被挟持都挟持出经验的燕绥不慌不忙,继续忽悠:“不然直升机也行,军方的或是私人的,都满足你。”

里弗依旧没有反应,甚至连嫌她烦的负面情绪也没有,如僧人入定,一动不动。

燕绥皱眉,思索了几秒,觉得实在扫兴,索性放弃游说。

傅征没有直接进去,他在船长室外站了片刻,等到路黄昏,他无声地用手势意识他从后包抄,控制后窗。

随即,估算时间,确认路黄昏已经在后窗上待命。

他活动了下手腕,目光如有实质,透过半掩的门扉看向船长室。灯光从门缝中透出,正好落在他脚尖寸步的距离。

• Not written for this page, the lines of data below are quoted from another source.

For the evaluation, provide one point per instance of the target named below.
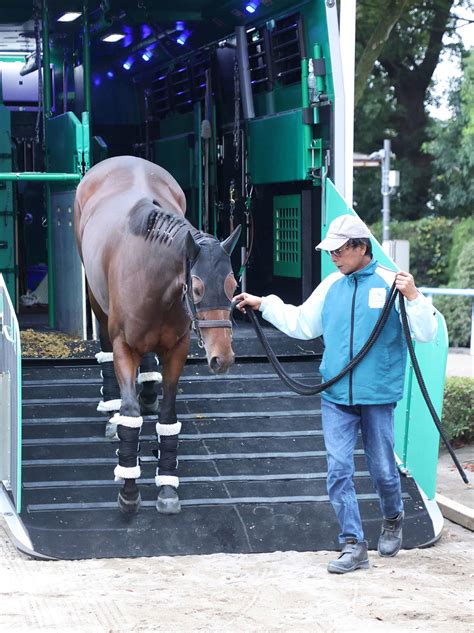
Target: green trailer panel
(287, 236)
(416, 436)
(277, 150)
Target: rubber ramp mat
(252, 468)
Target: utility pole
(386, 190)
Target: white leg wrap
(149, 376)
(109, 405)
(166, 480)
(168, 429)
(104, 357)
(123, 472)
(124, 420)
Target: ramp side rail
(10, 398)
(456, 292)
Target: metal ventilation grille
(287, 236)
(179, 89)
(286, 49)
(259, 57)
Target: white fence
(10, 398)
(457, 292)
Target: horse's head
(213, 286)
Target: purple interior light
(182, 37)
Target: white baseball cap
(342, 229)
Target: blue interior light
(182, 37)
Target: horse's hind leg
(149, 378)
(168, 429)
(129, 423)
(110, 389)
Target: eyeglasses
(338, 252)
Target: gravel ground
(419, 590)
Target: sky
(449, 68)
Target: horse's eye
(229, 286)
(198, 289)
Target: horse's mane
(148, 219)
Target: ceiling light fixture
(69, 17)
(113, 37)
(182, 37)
(251, 7)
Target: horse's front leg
(129, 422)
(167, 430)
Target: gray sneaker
(353, 556)
(390, 539)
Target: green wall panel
(276, 149)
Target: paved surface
(449, 483)
(460, 363)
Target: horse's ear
(229, 244)
(192, 249)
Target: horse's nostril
(215, 363)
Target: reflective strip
(124, 420)
(109, 405)
(167, 480)
(168, 429)
(148, 376)
(125, 472)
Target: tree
(452, 148)
(403, 70)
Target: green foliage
(463, 231)
(457, 310)
(452, 148)
(430, 244)
(458, 420)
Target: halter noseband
(190, 307)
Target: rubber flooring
(252, 466)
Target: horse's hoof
(128, 505)
(168, 500)
(149, 408)
(111, 431)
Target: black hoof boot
(168, 500)
(129, 499)
(149, 406)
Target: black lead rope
(312, 390)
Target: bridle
(190, 307)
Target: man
(344, 309)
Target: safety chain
(40, 115)
(236, 114)
(231, 204)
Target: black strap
(308, 390)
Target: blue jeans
(340, 427)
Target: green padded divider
(7, 223)
(174, 154)
(64, 143)
(276, 148)
(287, 236)
(416, 436)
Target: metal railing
(456, 292)
(10, 397)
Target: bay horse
(150, 275)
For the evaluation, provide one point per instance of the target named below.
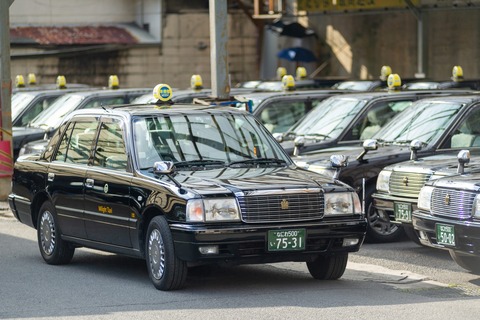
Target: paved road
(382, 281)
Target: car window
(110, 151)
(467, 133)
(77, 142)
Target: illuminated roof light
(19, 81)
(162, 92)
(457, 73)
(385, 72)
(113, 82)
(394, 82)
(196, 82)
(61, 82)
(281, 71)
(288, 83)
(301, 73)
(32, 79)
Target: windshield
(329, 118)
(424, 120)
(20, 102)
(53, 116)
(204, 138)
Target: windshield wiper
(198, 163)
(258, 161)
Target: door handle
(89, 183)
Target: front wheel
(329, 267)
(166, 271)
(470, 263)
(54, 250)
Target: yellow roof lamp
(281, 71)
(32, 79)
(113, 82)
(163, 93)
(457, 73)
(385, 72)
(394, 82)
(61, 82)
(196, 82)
(288, 83)
(19, 81)
(301, 73)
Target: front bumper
(386, 203)
(467, 233)
(248, 243)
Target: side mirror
(338, 161)
(299, 142)
(369, 144)
(163, 167)
(415, 146)
(463, 159)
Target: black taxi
(182, 185)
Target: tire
(412, 234)
(53, 248)
(330, 267)
(379, 227)
(166, 271)
(470, 263)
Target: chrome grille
(452, 203)
(268, 208)
(407, 184)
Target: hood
(244, 180)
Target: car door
(107, 187)
(66, 174)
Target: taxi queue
(421, 222)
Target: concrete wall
(185, 50)
(357, 46)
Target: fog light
(208, 250)
(347, 242)
(423, 235)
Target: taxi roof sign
(394, 82)
(288, 83)
(61, 82)
(113, 82)
(19, 81)
(162, 92)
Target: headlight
(476, 207)
(339, 203)
(383, 181)
(425, 198)
(211, 210)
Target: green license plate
(403, 212)
(286, 240)
(445, 234)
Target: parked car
(34, 138)
(182, 185)
(448, 217)
(398, 185)
(441, 124)
(349, 119)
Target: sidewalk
(5, 211)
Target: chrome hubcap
(47, 233)
(156, 254)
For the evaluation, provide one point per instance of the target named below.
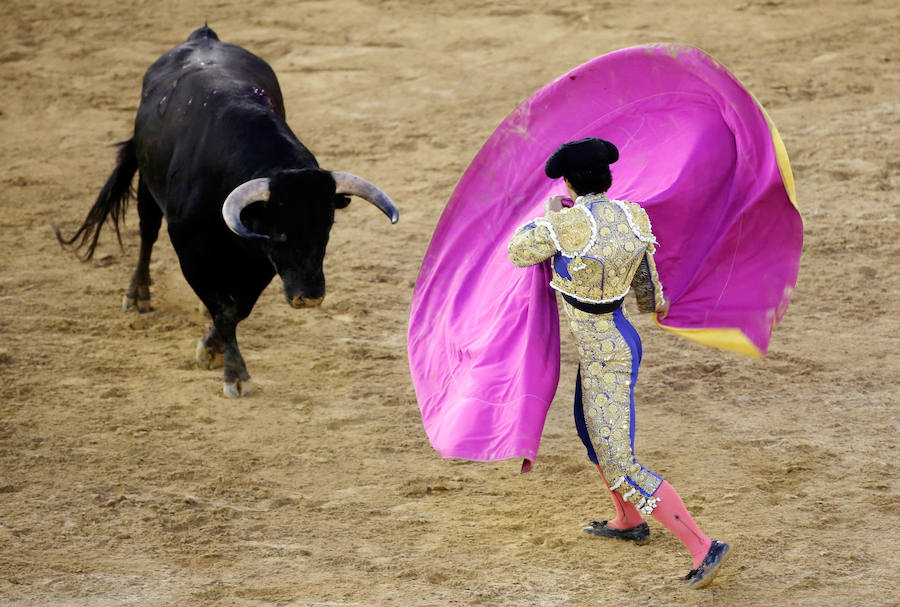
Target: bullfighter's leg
(138, 293)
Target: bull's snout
(305, 302)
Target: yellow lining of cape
(732, 340)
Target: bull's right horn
(255, 190)
(348, 183)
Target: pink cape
(696, 150)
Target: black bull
(242, 196)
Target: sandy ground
(126, 478)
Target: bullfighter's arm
(532, 244)
(647, 288)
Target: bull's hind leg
(210, 349)
(219, 348)
(138, 293)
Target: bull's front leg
(220, 344)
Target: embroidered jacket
(600, 248)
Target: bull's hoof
(238, 388)
(207, 358)
(131, 302)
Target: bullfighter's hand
(553, 204)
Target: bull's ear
(256, 218)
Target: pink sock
(627, 516)
(670, 511)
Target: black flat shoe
(639, 534)
(702, 576)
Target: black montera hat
(577, 156)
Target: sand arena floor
(127, 479)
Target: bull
(243, 198)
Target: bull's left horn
(255, 190)
(348, 183)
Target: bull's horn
(255, 190)
(347, 183)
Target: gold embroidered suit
(601, 249)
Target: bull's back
(189, 95)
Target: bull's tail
(111, 202)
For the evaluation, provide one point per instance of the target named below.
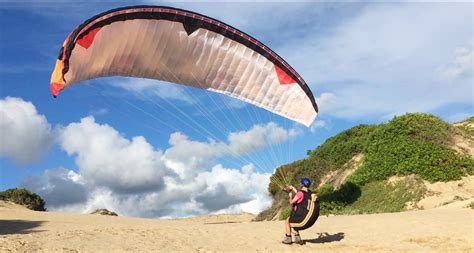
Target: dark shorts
(297, 217)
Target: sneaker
(298, 240)
(287, 240)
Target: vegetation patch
(411, 144)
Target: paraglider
(186, 48)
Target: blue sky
(170, 150)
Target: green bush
(24, 197)
(412, 144)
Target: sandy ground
(447, 228)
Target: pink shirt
(300, 197)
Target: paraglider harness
(306, 212)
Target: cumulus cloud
(58, 187)
(463, 65)
(187, 157)
(24, 133)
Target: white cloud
(187, 157)
(58, 187)
(132, 178)
(463, 65)
(108, 159)
(24, 133)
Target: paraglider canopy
(186, 48)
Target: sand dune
(445, 229)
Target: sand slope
(445, 229)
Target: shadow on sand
(325, 237)
(8, 227)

“里弗。”傅征用脚尖抵开门,已经脆弱不堪的门板慢悠悠地被推开,他出现在门口。唇角噙着三分笑,目光不动声色地落在燕绥身上,上下一个打量,毫无可惜之情地卸下弹夹,把肢解的手枪放在立柜上。

一步,一步,慢慢走近。

走了没几步,里弗的枪口瞬间移开,在他脚前放了一枪。

枪声刺得燕绥耳膜生疼,像针扎了一下,耳边“嗡”的一声,她听见自己的心跳声,震耳欲聋。

里弗终于开口说了第一句话:“你放我走,我就不杀她。”

傅征没有立刻回答,他的目光转向燕绥,问:“敢不敢再跑一次?”

他的声线低沉,充满了诱惑力。

燕绥小腿发软,支撑身体的重量尽数压在脚心。里弗生怕她跑了,钳制她的力量几乎用了五成,一下发力,她根本推不开。

抑住到了嗓子眼的战意,燕绥冷静下来,道:“柜子底下有把枪,长官你要是不介意的话,多写几页报告吧?”

远处,隐约有螺旋桨的声音由远及近,风掀起海浪,拍打在船身上,水声滂沱。

商船被这个浪头打得一晃,几乎是同时,傅征原本拆解的手枪被他顺起一把掷出。燕绥只看到一个黑影掠来,抵着她额角的枪口一晃,她头皮发炸,求生本能瞬间被激起,猛得推开里弗的手。

奈何,她还是低估了里弗的力量,挣开里弗的瞬间,反作用力的冲劲太大,她一个不稳,直接摔倒在地。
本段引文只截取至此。